Ihr Weg zeichnet sich früh ab. „Schon als Kind schminkte ich meine Geschwister und drehte ihre Haare auf Wattestäbchen auf“, schmunzelt Tatjana Richartz. Dem Rat der Mutter und dem eigenen Ehrgeiz folgend sucht sie nach einer Friseurlehre 2001 den Weg in die Maskenbildnerei. Weil sich dort nicht sofort ein Ausbildungsplatz findet, nutzt sie die Zeit und sammelt bei einer Fernsehproduktionsfirma praktische Erfahrungen. Mit Erfolg. In einer mehrseitigen Mappe listet sie heute ihre vielfältigen Arbeiten und erworbenen Qualifikationen auf — sie wirkt bei Roland Emmerichs „Anonymus“ und Oscar Roehlers „Agnes und seine Brüder“ oder auch bei den Salzburger Festspielen mit. Richartz erinnert sich: „Das lief so gut, dass ich freiberuflich als Maskenbildnerin arbeiten und so den Friseurmeister finanzieren konnte.“ Auch die Ausbildung zur Maskenbildnerin klappt — 2008 bis 2011 lernt sie am Deutschen Theater Berlin „einem Schlaraffenland für Maskenbildner“. In der Hauptstadt bleiben will sie aber nicht. Das Kölsche Kind („ich kriege Tränchen in den Augen, wenn ich den Dom sehe“) ist bereit, sesshaft zu werden, und kehrt zurück.

Für das eigene Geschäft prägend wird ein trauriger Zufall. „Eine Freundin meiner Schwägerin war schwer erkrankt und brauchte eine Perücke“, erzählt Tatjana Richartz, die helfen will und erkennen muss, dass Patientinnen, die wegen einer Chemotherapie ihre Haare lassen müssen, wenig Hilfe finden: „Sie sind auf Standardware angewiesen oder auf Geschäfte, wo Menschen arbeiten, die keine Ahnung haben.“

Die kreative Frau legt sich ins Zeug und fertigt eine passgenaue Haarpracht, die sich nicht von der echten unterscheidet. Die erkrankte Freundin ist glücklich und Richartz erkennt „das ist mein Ding. Haare sind ein Statement. Wenn sie fehlen, wird man angestarrt. Deshalb wollen wir nah ans natürliche Original.“ Die Friseurin stellt handwerkliches Können „ohne Chichi“, Kreativität und Empathie („kein Mitleid“) in den Dienst der Frauen.

Seit Januar 2016 führt Tatjana Richartz den Laden in der schmalen Gasse in der Kölner City. Zunächst arbeitet sie allein, seit 2017 mit zwei Angestellten und zwei Auszubildenden. Auf 110 Quadratmetern und in gemütlicher Wohnzimmeratmosphäre finden hier Frisierplätze, Waschplätze, Schminkecke mit riesigem illuminiertem Spiegel und Perückenwerkstatt Platz und viele Gespräche statt. Alles ist offen, Integration heißt das Ziel.

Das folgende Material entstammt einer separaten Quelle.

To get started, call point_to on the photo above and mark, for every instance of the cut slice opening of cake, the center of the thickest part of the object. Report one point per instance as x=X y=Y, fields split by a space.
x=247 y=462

Nur Beratung und Perückenanpassung finden in einem separaten Raum statt, um die Privatsphäre der Frauen zu schützen, nicht um etwas zu verheimlichen. Richartz: „Krebs ist eine Alltagskrankheit, die jedem passieren kann.“ So manche Kundin fragt hinterher neugierig, was denn in dem Raum geschehen sei, da sie keinen Unterschied sieht.

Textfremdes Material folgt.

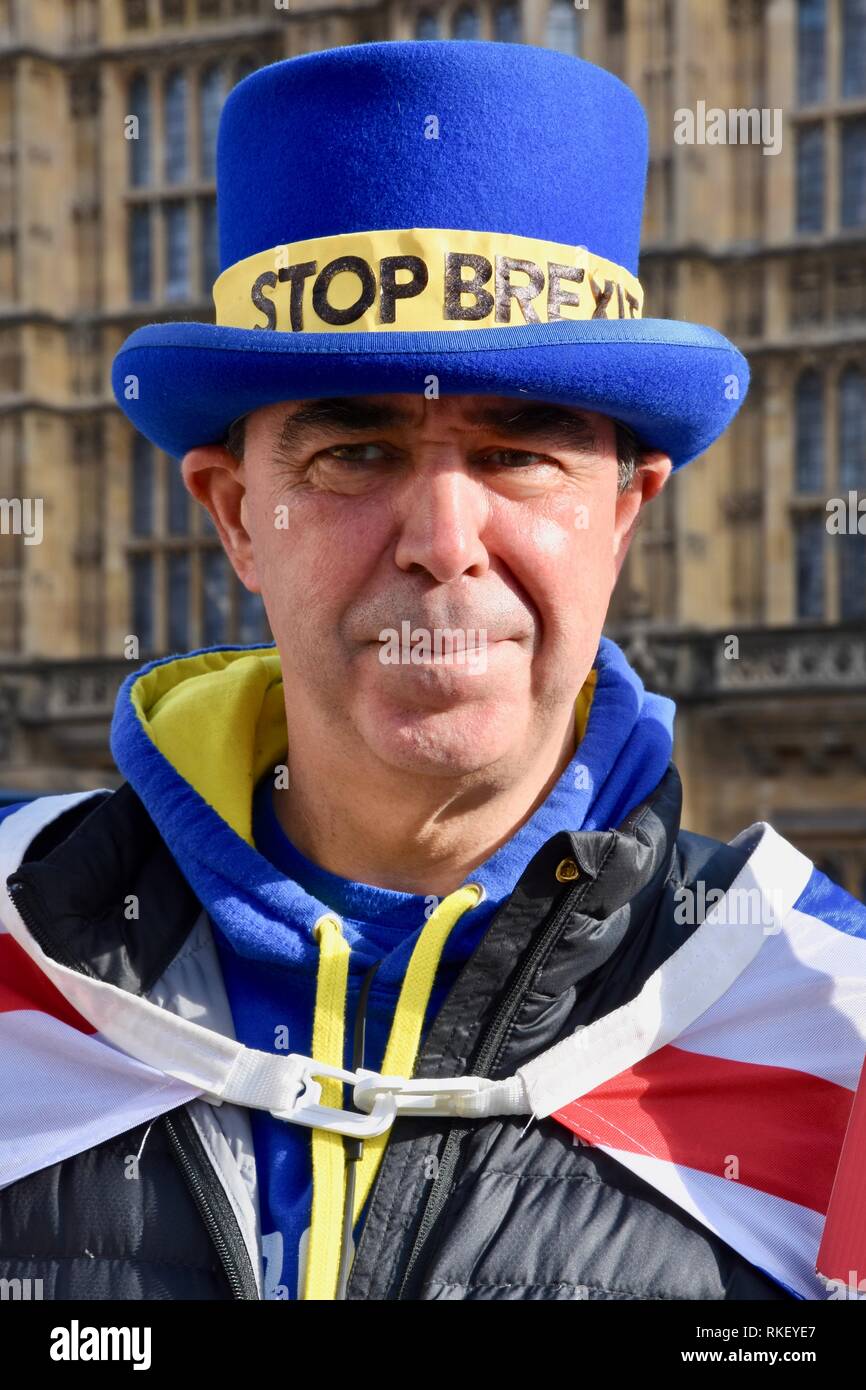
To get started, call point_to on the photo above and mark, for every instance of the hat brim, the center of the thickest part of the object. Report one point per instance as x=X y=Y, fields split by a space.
x=677 y=384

Drei Termine sind für die richtige Perücke nötig. Beim ersten Mal — möglichst vor Beginn der Chemotherapie — werden Kopfmaße, Haarfarbe, und -länge festgehalten, Fotos gemacht, wichtige Fragen geklärt. Nicht selten muss Richartz mit dem Gedanken aufräumen, die Perücke zur Typveränderung zu nutzen. „Ich rate davon ab, da die Perücke Selbstschutz ist. Die Frauen sollen dann darüber reden, wenn sie es wollen, und nicht weil sie anderen auffallen.“ Beim zweiten Termin werden verschiedene Modelle anprobiert, ausgewählt und angepasst, beim dritten Termin wird die Perücke abgeholt.

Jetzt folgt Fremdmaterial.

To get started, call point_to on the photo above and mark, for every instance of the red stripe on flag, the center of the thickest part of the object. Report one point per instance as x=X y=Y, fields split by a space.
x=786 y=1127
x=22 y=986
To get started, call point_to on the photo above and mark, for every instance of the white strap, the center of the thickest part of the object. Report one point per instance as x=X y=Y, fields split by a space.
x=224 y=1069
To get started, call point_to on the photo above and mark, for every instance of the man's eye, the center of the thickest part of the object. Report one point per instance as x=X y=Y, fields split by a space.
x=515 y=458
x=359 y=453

Mittlerweile kommen auch schon Frauen zum ersten (Gratis-)Haarschnitt nach der Chemotherapie. „Manche nehmen dann die Perücke ab und sagen stolz: ’ Jetzt können Sie schneiden.’“, freut sich Tatjana Richartz: „Letztlich saßen zwei nebeneinander und tauschten sich über ihre Erfahrungen aus. Genau so wollte ich das.“

Weitere Läden — in Düsseldorf oder Essen — sind möglich.